If you haven’t already updated you can download Chrome 21 from Google. Existing users may need to restart their browser for any updates to apply.
At the moment the Flash Player improvements are only available to Windows users, but the change does apply to the entire Windows spectrum, covering everything from Windows XP (where Chrome is the only option if you want to keep Flash sandboxed) to the coming Windows 8.
As Chrome Software Engineer Justin Schuh writes on the Chromium blog, “Windows Flash is now inside a sandbox that’s as strong as Chrome’s native sandbox, and dramatically more robust than anything else available.”
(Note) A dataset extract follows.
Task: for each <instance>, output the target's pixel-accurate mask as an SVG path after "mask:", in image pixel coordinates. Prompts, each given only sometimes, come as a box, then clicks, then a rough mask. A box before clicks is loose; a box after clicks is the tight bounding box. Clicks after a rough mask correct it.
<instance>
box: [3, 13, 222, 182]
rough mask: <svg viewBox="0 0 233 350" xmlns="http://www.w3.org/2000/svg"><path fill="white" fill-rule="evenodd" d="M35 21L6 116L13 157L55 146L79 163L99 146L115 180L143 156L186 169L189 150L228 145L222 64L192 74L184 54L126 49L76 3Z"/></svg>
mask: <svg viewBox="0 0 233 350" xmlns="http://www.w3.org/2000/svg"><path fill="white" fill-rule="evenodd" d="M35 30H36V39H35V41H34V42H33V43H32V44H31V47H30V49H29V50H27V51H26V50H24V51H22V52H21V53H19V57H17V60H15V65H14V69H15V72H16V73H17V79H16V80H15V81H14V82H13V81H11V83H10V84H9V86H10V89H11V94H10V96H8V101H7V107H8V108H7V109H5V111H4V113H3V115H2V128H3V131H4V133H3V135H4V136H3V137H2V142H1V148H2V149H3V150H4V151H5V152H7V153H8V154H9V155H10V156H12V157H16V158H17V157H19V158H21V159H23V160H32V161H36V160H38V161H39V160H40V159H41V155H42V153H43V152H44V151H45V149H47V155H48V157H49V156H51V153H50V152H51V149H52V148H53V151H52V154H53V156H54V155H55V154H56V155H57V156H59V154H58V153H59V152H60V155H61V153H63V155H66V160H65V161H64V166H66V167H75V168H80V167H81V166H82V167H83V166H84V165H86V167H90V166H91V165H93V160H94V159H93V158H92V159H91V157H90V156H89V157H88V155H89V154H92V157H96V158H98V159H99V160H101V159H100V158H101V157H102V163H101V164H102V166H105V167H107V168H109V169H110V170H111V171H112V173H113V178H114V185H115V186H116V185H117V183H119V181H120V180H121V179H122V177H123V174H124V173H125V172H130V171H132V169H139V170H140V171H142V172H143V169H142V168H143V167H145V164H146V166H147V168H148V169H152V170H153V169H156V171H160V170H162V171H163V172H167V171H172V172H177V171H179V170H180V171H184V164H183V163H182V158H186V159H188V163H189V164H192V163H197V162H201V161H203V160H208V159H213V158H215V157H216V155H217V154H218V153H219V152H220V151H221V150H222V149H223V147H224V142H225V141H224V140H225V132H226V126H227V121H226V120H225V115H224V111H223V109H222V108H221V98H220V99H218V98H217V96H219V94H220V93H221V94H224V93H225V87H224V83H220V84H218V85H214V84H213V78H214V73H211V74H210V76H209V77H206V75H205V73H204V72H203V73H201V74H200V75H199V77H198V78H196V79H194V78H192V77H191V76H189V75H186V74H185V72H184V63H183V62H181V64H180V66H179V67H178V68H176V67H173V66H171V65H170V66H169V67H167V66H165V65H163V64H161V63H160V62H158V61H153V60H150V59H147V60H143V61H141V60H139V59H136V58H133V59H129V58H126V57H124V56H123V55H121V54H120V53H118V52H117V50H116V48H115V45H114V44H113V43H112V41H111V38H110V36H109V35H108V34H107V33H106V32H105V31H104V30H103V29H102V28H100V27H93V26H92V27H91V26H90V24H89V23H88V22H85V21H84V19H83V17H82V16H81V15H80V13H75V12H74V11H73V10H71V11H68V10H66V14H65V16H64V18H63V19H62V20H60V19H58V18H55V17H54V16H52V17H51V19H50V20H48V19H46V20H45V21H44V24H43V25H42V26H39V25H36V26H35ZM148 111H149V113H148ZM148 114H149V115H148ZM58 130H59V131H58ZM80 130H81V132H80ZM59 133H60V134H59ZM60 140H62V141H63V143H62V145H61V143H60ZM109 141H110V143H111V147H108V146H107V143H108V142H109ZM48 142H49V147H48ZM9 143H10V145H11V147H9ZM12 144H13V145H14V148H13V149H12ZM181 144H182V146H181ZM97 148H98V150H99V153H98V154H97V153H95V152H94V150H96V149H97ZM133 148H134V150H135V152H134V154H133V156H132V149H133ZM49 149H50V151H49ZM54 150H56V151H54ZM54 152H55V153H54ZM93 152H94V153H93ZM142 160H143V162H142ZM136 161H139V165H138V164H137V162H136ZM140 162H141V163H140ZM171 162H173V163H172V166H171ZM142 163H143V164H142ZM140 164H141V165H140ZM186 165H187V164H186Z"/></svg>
The Flash update sees Chrome dropping the older Netscape Plugin API — which browsers have long relied on for plugin security — in favor of Google’s own Pepper Plugin API (PPAPI). Since PPAPI has a tighter sandbox it makes it harder to exploit Flash, but Schuh says the new architecture will make Flash more stable as well. “By eliminating the complexity and legacy code associated with NPAPI, we’ve reduced Flash crashes by about 20%.”
There are also performance gains since the PPAPI offloads some of the display work to your PC’s GPU, which makes for faster rendering and smooth scrolling. The new Pepper API also means Flash will work in Windows 8′s don’t-call-it-Metro mode.
Google says that it’s working on bring the same Pepper-based sandboxing to Chrome for Mac OS X and hopes to “ship it soon” (Linux users have enjoyed PPAPI-based Flash Player since Chrome 20).